На пятый день, вскоре после завтрака, Петру сообщили, что Слуцкий ждет его сегодня у себя и уже выслал за ним машину. Встреча была назначена на тринадцать часов.
Без пяти час Петр вошел в приемную президента Фонда ветеранов правоохранительных органов. Ровно через четыре минуты он открыл дверь в кабинет Вилена Владимировича. Приветливо улыбаясь, Слуцкий вышел из за стола и крепко пожал ему руку.
— Присаживайтесь, Петр, — сказал Вилен Владимирович и указал на стул у приставного столика. — В ногах правды нет, а разговор у нас может быть долгим. А может, и коротким. Но уж серьезным — точно.
— Спасибо, — поблагодарил Петр, сел на указанное место и, как воспитанный мальчик, положил руки на колени. — Я готов к серьезному разговору.

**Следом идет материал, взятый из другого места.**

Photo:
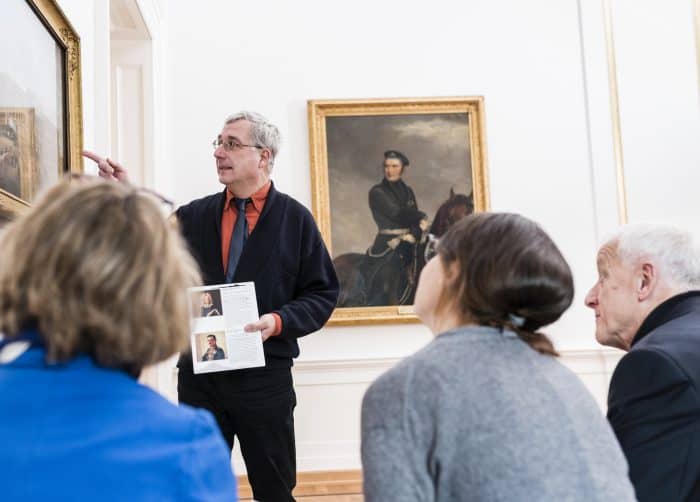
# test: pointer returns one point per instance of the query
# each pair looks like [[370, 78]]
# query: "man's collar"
[[670, 309], [258, 198]]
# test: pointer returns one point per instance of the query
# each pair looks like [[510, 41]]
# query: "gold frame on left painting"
[[20, 119]]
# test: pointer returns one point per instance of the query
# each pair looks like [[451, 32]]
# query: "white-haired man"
[[647, 302], [278, 246]]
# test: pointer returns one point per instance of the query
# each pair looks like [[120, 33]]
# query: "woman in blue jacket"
[[93, 289]]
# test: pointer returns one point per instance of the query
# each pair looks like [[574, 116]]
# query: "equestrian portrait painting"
[[389, 177]]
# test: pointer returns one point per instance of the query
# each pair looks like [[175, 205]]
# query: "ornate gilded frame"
[[57, 25], [318, 113]]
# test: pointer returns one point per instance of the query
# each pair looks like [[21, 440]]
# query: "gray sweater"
[[479, 415]]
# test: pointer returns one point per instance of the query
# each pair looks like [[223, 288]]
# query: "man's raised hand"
[[107, 168]]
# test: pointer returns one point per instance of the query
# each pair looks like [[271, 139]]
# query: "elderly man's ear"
[[647, 281]]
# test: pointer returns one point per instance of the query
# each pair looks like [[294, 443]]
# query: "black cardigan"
[[285, 257]]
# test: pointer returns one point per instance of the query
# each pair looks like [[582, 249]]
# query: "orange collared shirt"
[[252, 214]]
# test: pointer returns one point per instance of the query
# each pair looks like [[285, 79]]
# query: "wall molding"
[[318, 483], [615, 113]]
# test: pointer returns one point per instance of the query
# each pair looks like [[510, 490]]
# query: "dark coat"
[[285, 257], [393, 206], [654, 402]]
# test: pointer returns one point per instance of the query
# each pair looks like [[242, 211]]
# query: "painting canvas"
[[17, 152], [389, 178]]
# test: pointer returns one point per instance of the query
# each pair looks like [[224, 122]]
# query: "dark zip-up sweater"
[[285, 257]]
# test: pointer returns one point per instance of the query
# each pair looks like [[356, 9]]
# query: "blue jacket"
[[76, 431]]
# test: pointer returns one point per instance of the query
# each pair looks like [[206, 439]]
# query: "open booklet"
[[219, 314]]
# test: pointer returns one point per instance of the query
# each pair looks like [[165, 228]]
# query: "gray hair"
[[674, 251], [264, 132]]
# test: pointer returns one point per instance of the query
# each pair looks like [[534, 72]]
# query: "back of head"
[[97, 268], [511, 275], [674, 252]]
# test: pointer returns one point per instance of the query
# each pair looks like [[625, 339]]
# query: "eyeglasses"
[[231, 145]]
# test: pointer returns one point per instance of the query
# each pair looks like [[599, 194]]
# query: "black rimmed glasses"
[[231, 145]]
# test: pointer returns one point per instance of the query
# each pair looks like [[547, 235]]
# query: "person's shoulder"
[[377, 189], [292, 207], [645, 367], [401, 378]]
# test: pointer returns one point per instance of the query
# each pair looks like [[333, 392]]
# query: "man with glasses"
[[278, 246]]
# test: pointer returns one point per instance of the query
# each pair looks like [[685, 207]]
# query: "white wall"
[[542, 66]]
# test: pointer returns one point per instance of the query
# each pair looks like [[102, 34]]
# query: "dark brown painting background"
[[437, 146]]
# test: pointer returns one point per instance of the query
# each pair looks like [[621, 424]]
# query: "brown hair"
[[96, 267], [510, 275]]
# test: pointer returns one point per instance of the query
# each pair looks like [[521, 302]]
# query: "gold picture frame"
[[442, 146], [41, 108]]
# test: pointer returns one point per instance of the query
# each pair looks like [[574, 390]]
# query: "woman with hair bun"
[[485, 412]]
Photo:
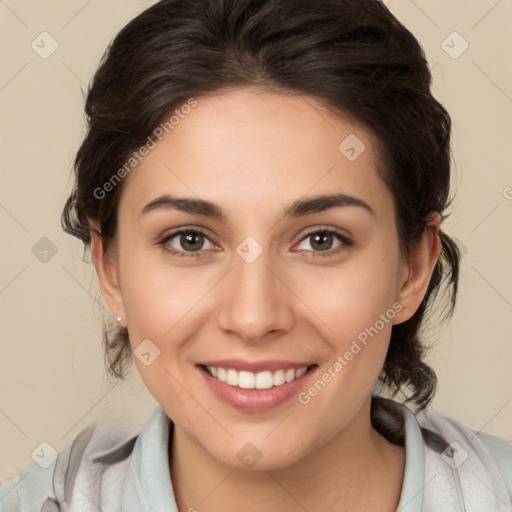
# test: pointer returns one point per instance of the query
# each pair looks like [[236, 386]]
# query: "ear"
[[417, 271], [105, 264]]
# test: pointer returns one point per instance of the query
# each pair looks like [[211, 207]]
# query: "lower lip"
[[256, 399]]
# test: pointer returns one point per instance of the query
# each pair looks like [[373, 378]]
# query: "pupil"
[[321, 238], [188, 240]]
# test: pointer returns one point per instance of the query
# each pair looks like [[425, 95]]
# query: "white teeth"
[[232, 377], [264, 380], [246, 380], [290, 375], [221, 374], [260, 380]]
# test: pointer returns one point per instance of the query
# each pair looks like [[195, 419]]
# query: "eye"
[[191, 241], [322, 241]]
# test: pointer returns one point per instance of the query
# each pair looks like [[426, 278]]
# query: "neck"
[[355, 471]]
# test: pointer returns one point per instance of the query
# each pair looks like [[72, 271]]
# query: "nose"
[[256, 302]]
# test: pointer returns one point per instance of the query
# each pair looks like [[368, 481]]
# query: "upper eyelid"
[[308, 233]]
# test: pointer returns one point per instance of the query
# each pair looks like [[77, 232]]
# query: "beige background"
[[52, 378]]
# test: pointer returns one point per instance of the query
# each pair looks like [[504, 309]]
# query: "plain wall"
[[52, 376]]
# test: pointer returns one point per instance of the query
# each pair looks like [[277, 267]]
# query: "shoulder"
[[97, 452], [483, 454]]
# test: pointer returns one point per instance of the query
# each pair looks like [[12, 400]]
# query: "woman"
[[262, 188]]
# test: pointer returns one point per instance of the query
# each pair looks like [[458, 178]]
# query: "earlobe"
[[106, 270], [418, 271]]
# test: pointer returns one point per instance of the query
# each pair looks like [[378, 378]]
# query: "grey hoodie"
[[448, 468]]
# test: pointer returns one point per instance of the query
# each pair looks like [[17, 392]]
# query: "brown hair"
[[353, 55]]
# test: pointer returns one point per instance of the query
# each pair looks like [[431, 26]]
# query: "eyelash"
[[346, 242]]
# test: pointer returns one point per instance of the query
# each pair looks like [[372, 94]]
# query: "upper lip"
[[255, 366]]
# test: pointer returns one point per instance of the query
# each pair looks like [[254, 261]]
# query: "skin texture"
[[253, 153]]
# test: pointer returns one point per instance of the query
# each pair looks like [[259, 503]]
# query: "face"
[[273, 284]]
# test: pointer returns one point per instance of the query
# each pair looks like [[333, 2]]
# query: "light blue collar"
[[148, 483]]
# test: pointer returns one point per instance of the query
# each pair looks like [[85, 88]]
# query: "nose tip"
[[254, 301]]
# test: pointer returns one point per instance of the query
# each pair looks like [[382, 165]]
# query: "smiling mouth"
[[256, 380]]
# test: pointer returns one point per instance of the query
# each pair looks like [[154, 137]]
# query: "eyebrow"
[[298, 208]]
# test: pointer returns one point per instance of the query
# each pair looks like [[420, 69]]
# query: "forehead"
[[244, 147]]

Слуцкий, не присаживаясь в кресло, прошелся по кабинету, задумчиво поглядывая на спокойно сидевшего Петра.
— Скажите, зачем вам это было нужно? — неожиданно спросил генерал.
— Что именно? — недоуменно посмотрел на него Петр.
— Сдать Роткевича и его людей немецкой полиции, — отчеканил Вилен Владимирович.
— Каких людей? Какой полиции? — попытался изумиться Петр, однако сам понял, что у него это плохо получается.
— Хорошо. Не будем переливать из пустого в порожнее, — кивнул головой Слуцкий. — Перейдем к очевидному...
Он шагнул к полированной горке, на которой стояла аппаратура, и включил магнитофон. Кассета уже заранее была вставлена в гнездо. Колонки выдали поначалу малые помехи, а потом Петр вдруг услышал из них свой голос. На пленке был записан его разговор с франкфуртской полицией. Как могла эта запись оказаться в руках Слуцкого, можно было только догадываться. Недаром он так скоро после произошедшего с Роткевичем сорвался в Германию и днями болтался неизвестно где. Видимо, русско-немецкая дружба времен Эрика Хонеккера и «Штази» не полностью ушла в небытие.
— Не пытайтесь доказывать, что это говорите не вы, — категорично махнул рукой Слуцкий. — Эксперты установили полную идентичность вашего голоса с голосом человека, сообщившего немцам о Роткевиче и его людях, провозивших... — Вилен Владимирович на секунду замешкался, но все же договорил до конца, — таллий.
— Чего, чего? — не понял его Пётр. — Тали... что?
— Таллий, — четко по буквам повторил Слуцкий. — Это такой порошок. Очень интересный и нужный... некоторым людям.
— А может, вы все же ошибаетесь? — нахмурился Петр. — И ваши эксперты что-то напутали с голосом...
— Увы, если бы это было так, — вздохнул отставной генерал, раскрыл тонкую папочку, достал и бросил на стол перед Петром фотографии.
Качество снимков было не ахти, однако Петр, разговаривающий по телефону в гаштете, был хорошо различим. Прикинув на глаз ракурс и угол съемки, Петр определил, что фотографировали его из автобуса. Вот так сюрприз! И кто же это расстарался?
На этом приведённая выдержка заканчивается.